De nombreuses sessions sont consacrées au numérique pendant ce forum de Davos, qui se déroule du lundi 16 au vendredi 20 janvier 2023. Beaucoup de sessions sont accessibles gratuitement en visioconférence.
DPG, Digital Platform Government de Corée du Sud
Je vous encourage à lire ce document dans son intégralité.
J’en ai extrait les points qui m’ont paru les plus importants.
L’objectif de la DPG est clair:
“Les citoyens, les entreprises et le gouvernement travaillent de manière collaborative en s’appuyant sur une plateforme où toutes les données sont connectées”.
L’ordre dans lequel ces trois parties prenantes sont citées est tout sauf anodin:
- Les citoyens, en premier lieu.
- Les entreprises.
- Le gouvernement, en dernier.
Venant du chef de l’État, c’est un message fort: le gouvernement est au service de ses citoyens et entreprises, et pas l’inverse.
Élaboration de la DPG
On est très loin des études complexes, qui n’en finissent jamais.
La DPG a été élaborée par une petite équipe de 23 personnes, dont 19 experts n'appartenant pas au gouvernement.
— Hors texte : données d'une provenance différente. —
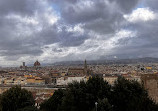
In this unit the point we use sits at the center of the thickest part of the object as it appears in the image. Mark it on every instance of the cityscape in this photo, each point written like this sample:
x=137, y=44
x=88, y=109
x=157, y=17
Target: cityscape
x=42, y=81
x=78, y=55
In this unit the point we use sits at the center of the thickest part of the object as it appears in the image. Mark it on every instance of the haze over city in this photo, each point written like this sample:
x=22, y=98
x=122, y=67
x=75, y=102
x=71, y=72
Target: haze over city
x=66, y=30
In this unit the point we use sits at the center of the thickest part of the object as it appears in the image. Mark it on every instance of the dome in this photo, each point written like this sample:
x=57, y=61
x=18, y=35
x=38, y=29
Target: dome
x=37, y=63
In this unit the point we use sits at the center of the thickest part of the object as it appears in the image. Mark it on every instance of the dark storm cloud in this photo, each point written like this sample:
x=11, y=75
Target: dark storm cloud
x=127, y=5
x=25, y=7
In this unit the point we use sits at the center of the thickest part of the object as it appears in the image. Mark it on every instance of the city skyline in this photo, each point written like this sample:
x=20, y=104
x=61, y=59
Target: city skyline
x=65, y=30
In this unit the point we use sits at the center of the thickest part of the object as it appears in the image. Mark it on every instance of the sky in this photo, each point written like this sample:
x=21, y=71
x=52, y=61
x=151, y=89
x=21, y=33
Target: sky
x=67, y=30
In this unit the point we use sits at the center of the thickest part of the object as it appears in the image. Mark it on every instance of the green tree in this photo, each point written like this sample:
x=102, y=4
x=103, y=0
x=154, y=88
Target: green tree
x=131, y=96
x=16, y=98
x=54, y=102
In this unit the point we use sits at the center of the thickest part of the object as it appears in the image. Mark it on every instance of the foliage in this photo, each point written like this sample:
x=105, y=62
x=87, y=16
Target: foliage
x=16, y=98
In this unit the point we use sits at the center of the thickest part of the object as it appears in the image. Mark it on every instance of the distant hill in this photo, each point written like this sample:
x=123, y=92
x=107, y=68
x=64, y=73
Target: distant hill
x=116, y=61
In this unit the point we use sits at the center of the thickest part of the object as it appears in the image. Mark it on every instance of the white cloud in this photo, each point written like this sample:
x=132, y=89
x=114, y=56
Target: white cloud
x=140, y=14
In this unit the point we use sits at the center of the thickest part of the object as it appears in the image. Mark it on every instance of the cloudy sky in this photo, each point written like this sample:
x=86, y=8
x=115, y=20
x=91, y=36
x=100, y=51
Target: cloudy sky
x=63, y=30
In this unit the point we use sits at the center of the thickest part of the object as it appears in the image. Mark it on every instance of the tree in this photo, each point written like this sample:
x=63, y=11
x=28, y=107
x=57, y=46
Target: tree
x=16, y=98
x=82, y=96
x=125, y=95
x=54, y=102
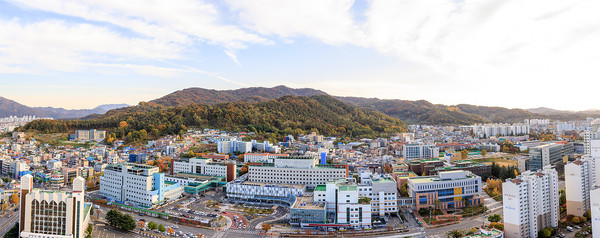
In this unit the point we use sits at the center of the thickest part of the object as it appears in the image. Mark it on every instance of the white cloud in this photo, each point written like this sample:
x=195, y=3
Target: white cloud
x=62, y=46
x=327, y=20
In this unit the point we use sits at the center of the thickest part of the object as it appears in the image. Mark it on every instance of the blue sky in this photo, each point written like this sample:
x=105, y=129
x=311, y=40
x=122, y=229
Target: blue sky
x=512, y=53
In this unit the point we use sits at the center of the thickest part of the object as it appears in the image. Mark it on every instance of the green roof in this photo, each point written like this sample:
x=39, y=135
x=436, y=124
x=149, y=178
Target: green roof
x=320, y=188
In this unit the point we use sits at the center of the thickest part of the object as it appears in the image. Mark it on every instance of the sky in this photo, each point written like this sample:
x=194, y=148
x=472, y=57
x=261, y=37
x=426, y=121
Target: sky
x=510, y=53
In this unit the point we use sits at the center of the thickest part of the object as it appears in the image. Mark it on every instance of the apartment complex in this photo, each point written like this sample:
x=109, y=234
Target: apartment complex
x=261, y=158
x=296, y=170
x=420, y=151
x=447, y=190
x=137, y=184
x=530, y=203
x=595, y=209
x=53, y=214
x=543, y=155
x=580, y=177
x=89, y=135
x=204, y=166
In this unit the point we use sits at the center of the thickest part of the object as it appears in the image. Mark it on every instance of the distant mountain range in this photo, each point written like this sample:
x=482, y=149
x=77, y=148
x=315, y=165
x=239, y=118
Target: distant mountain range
x=249, y=95
x=11, y=108
x=411, y=112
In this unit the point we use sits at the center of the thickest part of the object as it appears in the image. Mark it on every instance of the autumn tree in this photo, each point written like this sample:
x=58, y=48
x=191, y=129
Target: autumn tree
x=266, y=227
x=464, y=154
x=387, y=168
x=14, y=198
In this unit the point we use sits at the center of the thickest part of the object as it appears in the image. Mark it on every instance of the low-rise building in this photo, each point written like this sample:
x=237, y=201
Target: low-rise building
x=447, y=190
x=137, y=184
x=296, y=170
x=53, y=214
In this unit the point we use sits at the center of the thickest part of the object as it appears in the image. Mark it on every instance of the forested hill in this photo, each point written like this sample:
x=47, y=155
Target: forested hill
x=283, y=116
x=417, y=112
x=249, y=95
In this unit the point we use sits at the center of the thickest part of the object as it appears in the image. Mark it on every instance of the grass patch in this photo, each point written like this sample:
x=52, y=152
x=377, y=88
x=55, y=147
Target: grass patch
x=473, y=210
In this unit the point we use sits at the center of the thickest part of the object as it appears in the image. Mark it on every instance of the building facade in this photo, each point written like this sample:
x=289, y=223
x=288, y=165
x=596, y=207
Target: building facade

Accepter que les compétences et la connaissance des potentiels du numérique ne soient pas à l’intérieur du gouvernement, c’est une preuve de modestie que l’on aimerait bien retrouver dans d’autres pays, en particulier en Europe…
Tout est réalisé en 6 mois, entre septembre 2022 et mars 2023.
C’est la démarche commando que je recommande depuis longtemps.
Quatre mots clés: Cloud Public, Données, intelligence Artificielle, API
Ce schéma présente la cible à long terme de la DPG.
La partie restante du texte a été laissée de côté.